La ClimateTech va-t-elle sauver la planète ?

Face aux nombreux projets qui émergent, emmenés par les techno-optimistes de la Silicon Valley, il est légitime de s’interroger sur le réel impact de ces innovations pour lutter contre le réchauffement climatique. Et sur l’intérêt d’injecter autant de milliards dans des startups dont l’impact se fera, in fine, marginal. Laissant croire qu’on peut persister dans nos modes de vie sans réellement changer de paradigme et qu’il n’est pas nécessaire d’aller vers davantage de sobriété.

Ici, les avis divergent. Mark Jacobson, professeur à Stanford et directeur du programme Atmosphère/Énergie, n’hésite pas à mettre les pieds dans le plat dans un entretien enregistré dans le cadre du podcast Tech Tonic, initié par le Financial Times : « Je pense que le plus gros problème auquel nous sommes confrontés est que nous avons trop de propositions […] qui poussent à la poursuite des combustibles fossiles, sous prétexte de faire quelque chose de bien.
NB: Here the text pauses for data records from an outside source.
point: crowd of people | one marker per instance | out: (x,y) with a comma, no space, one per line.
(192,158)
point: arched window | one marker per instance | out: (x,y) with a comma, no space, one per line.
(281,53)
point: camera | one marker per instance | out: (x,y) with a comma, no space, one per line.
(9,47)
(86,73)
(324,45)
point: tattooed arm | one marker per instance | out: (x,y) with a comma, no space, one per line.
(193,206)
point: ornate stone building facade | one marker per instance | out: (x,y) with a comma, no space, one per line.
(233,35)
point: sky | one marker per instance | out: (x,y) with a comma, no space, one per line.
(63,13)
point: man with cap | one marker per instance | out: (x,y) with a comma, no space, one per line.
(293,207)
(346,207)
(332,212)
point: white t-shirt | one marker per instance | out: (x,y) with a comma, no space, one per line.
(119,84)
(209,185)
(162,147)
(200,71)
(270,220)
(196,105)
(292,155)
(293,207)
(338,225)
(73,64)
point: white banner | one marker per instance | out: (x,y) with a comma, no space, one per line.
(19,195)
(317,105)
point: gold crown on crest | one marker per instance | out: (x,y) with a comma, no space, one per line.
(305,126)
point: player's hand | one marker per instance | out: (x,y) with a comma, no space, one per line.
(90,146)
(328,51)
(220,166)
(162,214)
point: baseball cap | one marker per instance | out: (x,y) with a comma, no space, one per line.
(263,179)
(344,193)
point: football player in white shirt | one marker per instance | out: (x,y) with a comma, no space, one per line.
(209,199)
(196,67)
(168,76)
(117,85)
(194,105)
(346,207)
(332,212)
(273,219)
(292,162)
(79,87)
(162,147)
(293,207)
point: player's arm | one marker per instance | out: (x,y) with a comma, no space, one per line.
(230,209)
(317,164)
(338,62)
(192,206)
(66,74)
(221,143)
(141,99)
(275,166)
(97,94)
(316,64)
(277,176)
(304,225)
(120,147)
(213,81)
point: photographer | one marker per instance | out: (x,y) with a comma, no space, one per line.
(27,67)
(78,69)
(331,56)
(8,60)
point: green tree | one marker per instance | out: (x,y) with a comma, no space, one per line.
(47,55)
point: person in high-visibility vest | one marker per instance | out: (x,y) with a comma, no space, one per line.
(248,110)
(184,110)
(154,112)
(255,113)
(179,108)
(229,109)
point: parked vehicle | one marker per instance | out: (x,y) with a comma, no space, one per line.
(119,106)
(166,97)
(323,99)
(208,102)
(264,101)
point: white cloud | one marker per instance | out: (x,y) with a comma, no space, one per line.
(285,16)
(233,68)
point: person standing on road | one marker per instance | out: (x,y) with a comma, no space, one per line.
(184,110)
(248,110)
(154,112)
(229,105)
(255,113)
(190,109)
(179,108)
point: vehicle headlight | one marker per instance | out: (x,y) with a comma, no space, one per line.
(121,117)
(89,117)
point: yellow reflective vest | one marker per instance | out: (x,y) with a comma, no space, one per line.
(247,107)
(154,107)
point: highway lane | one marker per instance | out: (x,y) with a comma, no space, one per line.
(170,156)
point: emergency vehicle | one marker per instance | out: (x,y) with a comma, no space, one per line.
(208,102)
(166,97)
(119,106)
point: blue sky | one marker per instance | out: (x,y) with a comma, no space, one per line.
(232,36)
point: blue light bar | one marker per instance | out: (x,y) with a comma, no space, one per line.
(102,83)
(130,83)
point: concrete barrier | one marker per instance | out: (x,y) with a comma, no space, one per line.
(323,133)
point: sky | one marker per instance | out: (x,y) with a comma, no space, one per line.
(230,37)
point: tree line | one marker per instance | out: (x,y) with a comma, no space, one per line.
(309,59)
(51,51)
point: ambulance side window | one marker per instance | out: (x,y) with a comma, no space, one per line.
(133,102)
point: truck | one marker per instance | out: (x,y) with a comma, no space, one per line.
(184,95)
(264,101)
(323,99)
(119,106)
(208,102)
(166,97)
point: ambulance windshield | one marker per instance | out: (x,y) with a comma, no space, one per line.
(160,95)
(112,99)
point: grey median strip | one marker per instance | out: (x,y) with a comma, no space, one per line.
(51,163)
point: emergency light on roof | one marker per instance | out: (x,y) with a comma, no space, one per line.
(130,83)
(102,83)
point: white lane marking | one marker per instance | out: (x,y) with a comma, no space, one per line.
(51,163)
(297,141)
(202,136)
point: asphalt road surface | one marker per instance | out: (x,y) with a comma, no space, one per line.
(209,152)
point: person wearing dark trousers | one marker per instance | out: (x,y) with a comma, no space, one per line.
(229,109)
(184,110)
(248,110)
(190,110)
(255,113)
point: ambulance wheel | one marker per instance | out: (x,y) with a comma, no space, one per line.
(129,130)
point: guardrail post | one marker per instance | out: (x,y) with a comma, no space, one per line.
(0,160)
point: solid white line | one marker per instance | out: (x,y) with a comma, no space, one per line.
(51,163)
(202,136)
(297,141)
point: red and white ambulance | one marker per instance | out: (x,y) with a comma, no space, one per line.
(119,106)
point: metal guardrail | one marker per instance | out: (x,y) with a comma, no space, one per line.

Et c’est du greenwashing. […] Le captage du carbone, sous toutes ses formes, est du greenwashing. La captation directe de l’air, c’est du greenwashing. L’hydrogène bleu, c’est du greenwashing. Ces trois éléments sont tous conçus pour maintenir l’industrie des combustibles fossiles en activité, et ils sont promus par cette même industrie parce qu’ils la maintiennent en vie et lui permettent de polluer davantage […]. Toutes ces technologies, les biocarburants, la bioénergie… sont des technologies de greenwashing. […] Tout cela nuit à nos efforts pour résoudre vraiment le problème. »

« L’avenir appartient aussi à ce qu’on appelle la low-tech, c’est-à-dire une nouvelle manière d’appréhender la technologie et de miser davantage sur des objets au fonctionnement simple, aisément réparables et recyclables. On retrouve là une des expressions favorites dans la Silicon Valley, le principe K.I.S.S. : “Keep it simple, stupid”. »

Un avis partagé par Charles Harvey, professeur en ingénierie environnementale au Massachusetts Institute of Technology, qui dénonce lui aussi les solutions technologiques de captage du carbone : « C’est une mauvaise idée de choisir un outil qui coûte cher et a très peu d’effet sur le dioxyde de carbone atmosphérique, même s’il le réduit. Parce que si vous aviez utilisé les ressources pour un outil différent, comme la construction d’éoliennes, de panneaux solaires et de stockage d’énergie, vous auriez retiré beaucoup plus de carbone de l’atmosphère », a-t-il expliqué à CNET.com.

Améliorer des technologies qui ont déjà fait leurs preuves

Plutôt que s’intéresser à de la géoingénierie aux effets limités ou hasardeux, mais au développement très coûteux, pourquoi ne pas se concentrer sur des technologies qui ont déjà fait leurs preuves, comme l’énergie solaire, éolienne ou hydroélectrique, suggère Mark Jacobson. Cela ne signifie pas que l’innovation technologique n’est pas nécessaire. Ne serait-ce que pour améliorer le rendement des panneaux photovoltaïques, par exemple. L’AgriTech et la FoodTech sont aussi deux secteurs qui ont grandement à gagner de ces innovations. 

Néanmoins, il ne faut pas perdre de vue les ordres de grandeur : la compensation ou les efforts déployés pour réduire une pollution ne seront jamais aussi efficaces que le fait de ne pas polluer de prime abord. C’est pourquoi l’avenir appartient aussi à ce qu’on appelle la low-tech, c’est-à-dire une nouvelle manière d’appréhender la technologie et de miser davantage sur des objets au fonctionnement simple, aisément réparables et recyclables. On retrouve là une des expressions favorites de la Silicon Valley, le principe K.I.S.S. : « Keep it simple, stupid ». Comme dans bien des domaines, en matière de lutte contre les émissions de gaz à effet de serre, la complexité est superflue.